No objection from me, modulo that the C++03 `forward_list` test is still failing for some reason.



================
Comment at: libcxx/include/deque:1293-1294
+
+    template <class _MaybeAllocator = _Allocator, class = __enable_if_t<__is_allocator<_MaybeAllocator>::value> >
+    deque(size_type __n, const value_type& __v, const allocator_type& __a) : __base(__a)
+    {
----------------
ldionne wrote:
> var-const wrote:
> > var-const wrote:
> > > ldionne wrote:
> > > > Quuxplusone wrote:
> > > > > This change seemed OK until I realized that I didn't understand the maze that gets us from `_Allocator` (on line 1293) to `allocator_type` (on line 1294).
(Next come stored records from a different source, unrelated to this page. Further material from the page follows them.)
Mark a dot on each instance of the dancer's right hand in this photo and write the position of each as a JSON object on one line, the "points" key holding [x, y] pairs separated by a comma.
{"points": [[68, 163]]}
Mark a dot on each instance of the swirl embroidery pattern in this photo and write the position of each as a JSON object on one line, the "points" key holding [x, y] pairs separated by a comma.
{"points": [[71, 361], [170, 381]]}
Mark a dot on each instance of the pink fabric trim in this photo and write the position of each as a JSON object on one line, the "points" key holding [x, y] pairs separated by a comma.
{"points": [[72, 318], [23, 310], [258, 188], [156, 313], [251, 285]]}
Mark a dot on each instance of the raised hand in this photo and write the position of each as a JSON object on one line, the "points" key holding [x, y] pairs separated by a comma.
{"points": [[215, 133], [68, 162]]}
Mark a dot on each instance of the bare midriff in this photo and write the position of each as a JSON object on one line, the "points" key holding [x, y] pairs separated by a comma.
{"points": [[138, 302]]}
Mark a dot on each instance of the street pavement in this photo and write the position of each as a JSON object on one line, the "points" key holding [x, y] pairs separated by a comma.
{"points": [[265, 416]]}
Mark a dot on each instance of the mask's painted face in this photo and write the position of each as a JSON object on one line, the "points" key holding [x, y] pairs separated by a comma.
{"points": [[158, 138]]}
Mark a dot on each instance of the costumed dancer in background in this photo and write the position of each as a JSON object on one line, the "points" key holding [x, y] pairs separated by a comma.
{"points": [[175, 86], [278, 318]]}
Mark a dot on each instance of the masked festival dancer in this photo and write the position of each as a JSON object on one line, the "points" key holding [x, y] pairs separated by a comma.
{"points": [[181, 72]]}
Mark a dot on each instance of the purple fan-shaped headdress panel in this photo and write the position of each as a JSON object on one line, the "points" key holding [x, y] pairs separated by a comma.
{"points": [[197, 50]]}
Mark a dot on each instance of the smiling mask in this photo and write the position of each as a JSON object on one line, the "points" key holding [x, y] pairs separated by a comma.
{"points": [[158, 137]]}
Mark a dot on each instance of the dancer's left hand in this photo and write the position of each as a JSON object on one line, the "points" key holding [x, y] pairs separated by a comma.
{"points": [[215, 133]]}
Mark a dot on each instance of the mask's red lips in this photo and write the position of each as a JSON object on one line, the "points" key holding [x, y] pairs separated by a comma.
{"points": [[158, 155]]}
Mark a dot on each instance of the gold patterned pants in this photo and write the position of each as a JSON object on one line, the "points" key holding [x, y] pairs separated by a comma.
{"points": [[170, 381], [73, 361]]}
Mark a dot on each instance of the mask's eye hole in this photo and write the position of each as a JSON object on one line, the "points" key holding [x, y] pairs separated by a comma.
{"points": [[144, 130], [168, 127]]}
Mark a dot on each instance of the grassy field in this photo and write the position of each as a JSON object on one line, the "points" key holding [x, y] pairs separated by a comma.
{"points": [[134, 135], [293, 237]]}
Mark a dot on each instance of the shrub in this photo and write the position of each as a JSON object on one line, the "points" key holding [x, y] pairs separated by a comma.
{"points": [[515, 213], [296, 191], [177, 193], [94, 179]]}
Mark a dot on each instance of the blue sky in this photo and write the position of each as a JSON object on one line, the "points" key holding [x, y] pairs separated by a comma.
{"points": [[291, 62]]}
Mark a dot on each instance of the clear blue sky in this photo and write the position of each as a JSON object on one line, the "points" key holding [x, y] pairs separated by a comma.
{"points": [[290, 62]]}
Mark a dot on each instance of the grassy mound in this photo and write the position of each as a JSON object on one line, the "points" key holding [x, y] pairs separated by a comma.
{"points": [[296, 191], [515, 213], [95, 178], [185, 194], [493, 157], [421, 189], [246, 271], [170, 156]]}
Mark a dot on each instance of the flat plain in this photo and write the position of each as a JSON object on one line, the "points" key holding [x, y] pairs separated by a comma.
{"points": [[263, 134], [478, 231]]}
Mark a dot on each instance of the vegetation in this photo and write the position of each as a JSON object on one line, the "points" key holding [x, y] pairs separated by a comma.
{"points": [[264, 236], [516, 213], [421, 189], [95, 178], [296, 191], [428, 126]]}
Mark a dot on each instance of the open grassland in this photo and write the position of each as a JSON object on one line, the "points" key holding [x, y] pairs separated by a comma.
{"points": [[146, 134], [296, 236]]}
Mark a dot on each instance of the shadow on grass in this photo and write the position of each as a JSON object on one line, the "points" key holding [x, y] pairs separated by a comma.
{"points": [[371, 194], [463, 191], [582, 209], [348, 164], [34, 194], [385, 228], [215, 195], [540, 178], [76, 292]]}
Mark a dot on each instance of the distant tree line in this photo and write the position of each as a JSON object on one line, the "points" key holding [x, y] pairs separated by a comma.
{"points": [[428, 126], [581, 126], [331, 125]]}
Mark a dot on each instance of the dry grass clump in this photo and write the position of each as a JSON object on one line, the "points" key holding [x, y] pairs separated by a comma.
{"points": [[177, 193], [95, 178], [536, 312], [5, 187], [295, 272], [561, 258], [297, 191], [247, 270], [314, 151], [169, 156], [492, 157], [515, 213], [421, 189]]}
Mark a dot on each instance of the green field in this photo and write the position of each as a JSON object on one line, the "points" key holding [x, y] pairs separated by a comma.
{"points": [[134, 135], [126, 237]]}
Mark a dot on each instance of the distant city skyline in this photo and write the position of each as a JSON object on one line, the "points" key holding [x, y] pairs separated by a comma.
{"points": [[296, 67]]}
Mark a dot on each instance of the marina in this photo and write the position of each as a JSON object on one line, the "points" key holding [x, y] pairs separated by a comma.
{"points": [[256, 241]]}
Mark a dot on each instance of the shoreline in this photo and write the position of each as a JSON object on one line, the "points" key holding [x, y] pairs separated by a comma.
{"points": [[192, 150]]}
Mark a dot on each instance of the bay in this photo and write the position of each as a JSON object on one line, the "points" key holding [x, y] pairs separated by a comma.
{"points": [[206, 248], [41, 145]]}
From the context, I assume that `allocator_type` here is understood by the compiler as an alias for `__base::allocator_type` i.e. `__deque_base<_Tp, _Allocator>::allocator_type` i.e. `_Allocator` i.e. //deque's own// `_Allocator` parameter, and then CTAD applies. I just don't fully understand how the CTAD machinery is working — it has to instantiate `__deque_base<SomeType, BadAllocator>` in order to find out that `__deque_base<_Tp, _Allocator>::allocator_type` is `_Allocator`?
> > > > > But when I try that myself on Godbolt, the compiler //can't// thread that maze.
> > > > > https://godbolt.org/z/oMTqqvhhW
> > > > > I must be doing something wrong in that Godbolt, but what?
> > > > It's not really a "maybe" allocator. It's definitely `_Allocator`. I've also used `_DependentAlloc` in the past (e.g. in `<tuple>`) for the same purpose, in case you like that better.
> > > What I was trying to convey is that the type is being tested for whether it is an allocator. Changed to `_DependentAlloc`.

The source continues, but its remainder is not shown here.